08.05.2021 – (PRESS RELEASE) Today, the full Sixth Circuit Court of Appeals overturned a district court decision striking down a 48-hour mandatory waiting period for abortion in Tennessee. The Sixth Circuit had allowed the law to take effect in April 2021 on a temporary basis pending the state’s appeal.
The law requires patients to make two trips to a provider and wait at least two days to access abortion services after receiving in-person, state-mandated biased counseling. As found by the district court after a full trial, this restriction provides no benefit to patients and only makes abortion harder to access, especially the many Tennesseans who already face barriers to health care.
In a dissenting opinion joined by six other justices, Sixth Circuit Judge Karen Nelson Moore wrote, “[A] law that peddles in stigma, forces women into unnecessary and invasive surgical procedures, and forces low-income women to sacrifice basic necessities for themselves and their families in order to obtain an abortion is nothing if not an undue burden.”
“Today’s decision completely ignores the trial court’s clear finding that this law imposes extreme burdens on Tennesseans seeking abortion,” said Nancy Northup, president & CEO at the Center for Reproductive Rights. “With this law, politicians are purporting they know better than patients when it comes to making personal decisions about their health care. It’s demeaning and medically unnecessary.”

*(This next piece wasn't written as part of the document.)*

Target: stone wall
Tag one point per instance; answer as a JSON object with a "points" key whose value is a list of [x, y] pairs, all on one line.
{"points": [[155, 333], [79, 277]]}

“This law demeans patients and attacks their right to make their own decisions about their health,” said Alexis McGill Johnson, president and CEO, Planned Parenthood Federation of America. “Instead of focusing their attention on the health of residents, Tennessee’s leaders are chipping away at the protections under Roe v. Wade, further stigmatizing patients, and making abortion even harder to access. Planned Parenthood will continue fighting alongside our partners to ensure every person can access safe, legal abortion services — without medically unnecessary barriers. This isn’t over.”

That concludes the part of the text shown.